2025#2

Ce deuxième opus de l’été présente les œuvres de cinq artistes, Rowena Dring (artiste textile), Valérie Hermans (céramiste), Michel Perot (peintre), Jean Girel (céramiste) et Hervé Rousseau (céramiste)

Rowena Dring | Jean Girel | Valérie Hermans | Michel Perot | Hervé Rousseau
19 juillet–22 août 2025
Commissariat par Stéphanie Le Follic-Hadida

Jean Girel, maître d’art, passionné par la céramique des SONG (Chine XIIe-XIIIe siècles), transcripteur zélé des recettes d’émaillage de Jean Carriès (fin XIXe), concepteur de fours écologiques, reconnu internationalement pour la virtuosité de ses émaux et sa connaissance profonde, inégalée, des phénomènes physico-chimiques déployés au passage au feu. Depuis deux ans, et après avoir démontré qu’il était à peu près capable de faire sortir de la matière n’importe quel effet attendu, il quitte l’illusionnisme au profit d’une création libre et d’ordre pictural.

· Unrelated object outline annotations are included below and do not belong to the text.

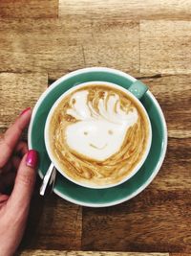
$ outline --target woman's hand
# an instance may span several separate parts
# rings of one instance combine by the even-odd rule
[[[20,244],[35,183],[37,152],[20,141],[31,115],[25,109],[0,135],[0,256],[12,255]]]

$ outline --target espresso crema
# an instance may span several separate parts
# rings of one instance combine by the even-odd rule
[[[87,85],[63,98],[49,128],[60,169],[92,186],[124,179],[141,161],[148,138],[148,120],[137,102],[104,84]]]

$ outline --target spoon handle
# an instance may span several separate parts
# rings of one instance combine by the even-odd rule
[[[53,164],[51,163],[51,165],[50,165],[50,167],[49,167],[49,169],[47,171],[47,174],[45,175],[45,176],[43,178],[42,185],[40,187],[40,195],[41,196],[44,196],[45,195],[45,190],[46,190],[47,185],[49,183],[49,179],[50,179],[50,177],[52,175],[52,173],[53,171],[53,168],[54,168]]]

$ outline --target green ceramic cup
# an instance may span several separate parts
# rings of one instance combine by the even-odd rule
[[[145,147],[145,151],[142,153],[138,163],[134,167],[133,170],[131,170],[130,173],[128,173],[120,181],[113,183],[113,184],[101,184],[101,185],[93,185],[93,184],[89,184],[89,183],[83,183],[81,181],[77,181],[75,179],[73,179],[72,177],[70,177],[69,175],[67,175],[67,174],[64,172],[64,170],[62,170],[59,166],[59,163],[57,163],[57,160],[55,159],[54,155],[52,152],[51,150],[51,145],[50,145],[50,140],[49,140],[49,130],[50,130],[50,122],[53,118],[53,115],[54,113],[55,108],[57,107],[57,105],[60,104],[60,102],[68,95],[70,95],[71,93],[74,93],[75,90],[78,90],[80,88],[84,88],[84,86],[87,85],[108,85],[110,88],[114,88],[114,89],[117,89],[123,93],[125,93],[127,96],[131,97],[134,102],[137,103],[137,105],[139,106],[139,109],[141,109],[142,114],[145,116],[147,123],[148,123],[148,138],[147,138],[147,142],[146,142],[146,147]],[[121,183],[123,183],[124,181],[127,181],[129,178],[131,178],[137,172],[138,172],[138,170],[140,169],[140,167],[142,166],[142,164],[144,163],[150,148],[151,148],[151,141],[152,141],[152,128],[151,128],[151,122],[149,120],[149,116],[144,108],[144,106],[142,105],[142,104],[138,100],[140,99],[144,93],[147,91],[147,86],[144,85],[141,81],[134,81],[131,86],[129,87],[129,89],[125,89],[122,86],[119,86],[117,84],[115,84],[113,82],[108,82],[108,81],[88,81],[88,82],[83,82],[80,83],[78,85],[75,85],[74,87],[71,87],[69,90],[67,90],[65,93],[63,93],[53,104],[53,105],[52,106],[49,115],[47,117],[47,121],[45,124],[45,146],[47,149],[47,152],[49,154],[49,157],[51,158],[52,162],[53,163],[54,167],[56,168],[56,170],[62,175],[64,175],[66,178],[68,178],[69,180],[80,185],[80,186],[84,186],[87,188],[91,188],[91,189],[106,189],[106,188],[112,188],[114,186],[117,186]],[[103,129],[103,128],[102,128]],[[100,134],[98,134],[98,136],[100,136]],[[106,138],[107,140],[107,138]],[[75,140],[76,143],[76,140]]]
[[[167,147],[166,123],[159,105],[147,87],[135,78],[115,69],[93,67],[72,72],[53,82],[36,103],[29,128],[29,148],[40,155],[39,175],[43,178],[51,160],[48,156],[44,128],[47,116],[55,101],[73,86],[88,81],[106,81],[131,91],[147,111],[152,127],[150,151],[141,168],[130,179],[117,186],[106,189],[92,189],[77,185],[57,173],[53,192],[71,202],[105,207],[126,201],[145,189],[157,175],[163,162]]]

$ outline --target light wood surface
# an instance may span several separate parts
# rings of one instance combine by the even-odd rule
[[[58,250],[28,250],[20,256],[169,256],[169,253],[138,253],[138,252],[105,252],[105,251],[58,251]],[[181,255],[177,255],[181,256]]]
[[[0,73],[0,132],[23,109],[34,105],[47,85],[47,73]]]
[[[60,0],[59,17],[89,19],[190,19],[190,0]]]
[[[0,1],[0,132],[48,84],[89,66],[148,84],[168,127],[159,175],[120,205],[42,198],[38,178],[18,255],[191,255],[190,49],[190,0]]]
[[[58,0],[1,0],[0,17],[57,17]]]
[[[140,72],[191,73],[191,21],[140,21]]]

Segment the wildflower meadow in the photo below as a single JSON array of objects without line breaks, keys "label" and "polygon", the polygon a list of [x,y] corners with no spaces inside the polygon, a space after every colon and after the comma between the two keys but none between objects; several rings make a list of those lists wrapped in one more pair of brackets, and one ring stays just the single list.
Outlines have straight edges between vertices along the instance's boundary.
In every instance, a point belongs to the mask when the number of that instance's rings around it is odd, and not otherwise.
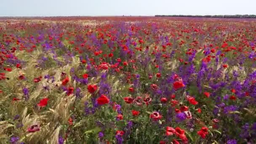
[{"label": "wildflower meadow", "polygon": [[256,143],[256,20],[0,20],[0,144]]}]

À ses côtés, dans l’atelier et dans la vie, Valérie Hermans, dont le travail se segmente en cycles, manifeste un attachement très fort au matériau porcelaine, au tournage et à la respiration qui l’accompagne. Elle produit des pièces rares, fines, précises, précieuses, d’une esthétique très asiatique et proches de la manière dont elle pratiqua par le passé l’art de la calligraphie. Ses dernières séries, diversement irisées, cuivrées, métallescentes, aux accents gris, puis rosés, puis bleutés, jouent à l’infini et par éclats avec la lumière.

Les magnifiques grandes pièces en grès et cuites au bois d’Hervé Rousseau, artiste majeur du haut centre céramique de La Borne, dans le Cher, déjà présentées lors de la première exposition de la saison, sont maintenues en place jusqu’au 22 août. Foulée aux pieds à un rythme régulier, reposé, méditatif presque, l’argile témoigne de cette gestuelle puissante et douce. Le feu fait le reste.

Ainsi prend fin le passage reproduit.